The Compensation Committee (the “Committee”) shall assist the Board in: (i) determining appropriate compensation levels for the Company’s executive officers; (ii) evaluating officer and director compensation plans, policies, and programs; (iii) reviewing benefit plans for officers and employees; and (iv) producing an annual report on executive compensation for inclusion in the proxy statement. A primary purpose of the Committee is to ensure that the compensation of executive officers is internally equitable, externally competitive, motivates executive officers toward the achievement of business objectives and aligns their focus on the long-term interests of Company shareholders.

The Committee has the power to retain outside counsel, compensation consultants, or other experts and will receive adequate funding from the Company to engage such advisors. Sound business judgment shall be used in connection with the retention of any outside counsel or other experts. The Committee shall have the sole authority to retain, compensate, terminate, and oversee the executive compensation consultants, who shall be accountable ultimately to the Committee.

II. Committee Membership

The Committee shall consist of three or more members of the Board, each of whom has been determined by the Board to be “independent” in accordance with applicable rules of the New York Stock Exchange. In addition, no director may serve unless he or she (i) is a “non-employee Director” for purposes of Rule 16b-3 under the Securities Exchange Act of 1934, as amended, and (ii) satisfies the requirements of an “outside director” for purposes of Section 162(m) of the Internal Revenue Code. The members and chair of the Compensation Committee shall be appointed by the Board of Directors and shall continue to act until their successors are elected, but shall be subject to removal at any time by majority of the full board. Any resulting vacancy may be filled by the board.

III. Committee Meetings

The Committee shall meet on a regularly scheduled basis at least two times per year, or more frequently as circumstances dictate.

A majority of members present at a meeting will constitute a quorum. If a quorum is present, the majority vote of those Committee members present at the meeting will be sufficient to adopt a resolution or otherwise take action.

The Committee shall meet at least annually with the CEO and any other corporate officers the Board and Committee deem appropriate to discuss and review the performance criteria and compensation levels of key executives.
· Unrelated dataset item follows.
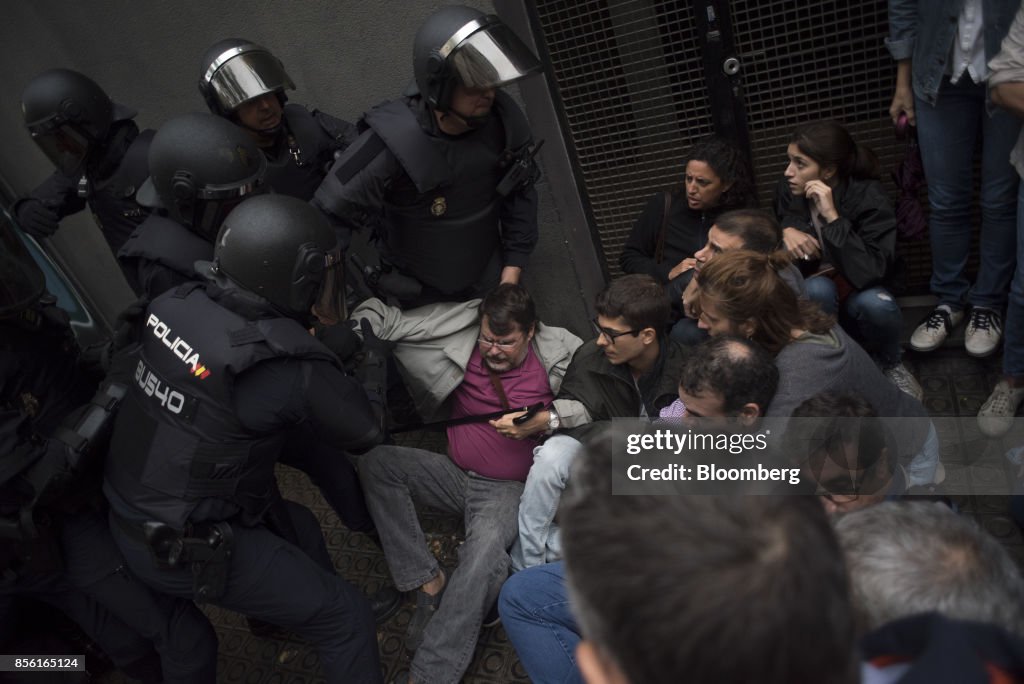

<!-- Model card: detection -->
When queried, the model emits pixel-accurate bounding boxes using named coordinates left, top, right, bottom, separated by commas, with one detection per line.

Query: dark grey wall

The Vice President of Human Resources for the Company will serve as Secretary of the Compensation Committee.

IV. Key Responsibilities

The Compensation Committee shall

Annually:

  • Review and approve the Company’s stated executive compensation philosophy to ensure that members of management are rewarded appropriately for their contributions to corporate growth and value creation and that the executive compensation strategy supports corporate objectives and shareholder interests.
  • Review and discuss the Compensation Discussion and Analysis (the CD&A) required to be included in the Company’s proxy statement and annual report on form 10-K by the rules and regulations of the Securities and Exchange Commission (the “SEC”) with management and, based on such review and discussion, determine whether or not to recommend to the Board that the CD&A be so included.
  • Review and approve goals and objectives relevant to CEO compensation. Evaluate the CEO’s performance in light of those goals and objectives.
  • Approve base salaries, annual incentive awards and long-term incentive awards for the Chair/CEO and all other corporate officers. In determining the long-term incentive component of CEO compensation, the Compensation Committee shall consider the Company’s performance and relative shareholder return, the value of similar incentive awards granted to CEOs at comparable companies and the awards granted to the Company’s CEO in past years.
  • Establish and certify achievement of performance objectives for Internal Revenue Code Section 162 (m) purposes.
  • Determine “eligible persons” for participation in the Company’s stock incentive plans. Approve participants, types of awards and number of shares covered by each award. Approve all decisions regarding the modifications of terms or conditions of any award or award agreement for all Officers and Directors.
  • Establish Director compensation, including retainers, meetings fees, stock options/awards and other similar components of compensation.
  • Conduct a performance evaluation of the Compensation Committee

Periodically:

  • Review market data to assess the Company’s competitive position with respect to executive compensation.
  • To the extent deemed necessary by the Committee, develop and recommend Board approval of new incentive compensation and benefit programs, including equity-based compensation programs, and amend or recommend termination of existing programs as appropriate.
  • Monitor, review and, to the extent deemed necessary by the Committee, develop new compensation plans and programs for Directors.
  • Monitor risks associated with the design and administration of the Company’s compensation programs.
  • To the extent requested by the Board, oversee the administration of the Company’s defined benefit and defined contribution plans. When appropriate recommend to the Board of Directors new plans, major plan amendments and plan terminations.
  • Approve employment agreements and severance benefit agreements with the CEO and executive officers, as applicable.
  • Monitor and plan for executive and management succession.
  • Monitor compliance by executives with share holding and share ownership requirements.

V. Reporting

The Compensation Committee shall, through its Chair, provide reports of the Compensation Committee’s meeting and actions to the Board of Directors. Such reports shall contain recommendations for Board action when required under the provision of any compensation or benefit plan or any applicable regulation or when deemed appropriate by the Committee.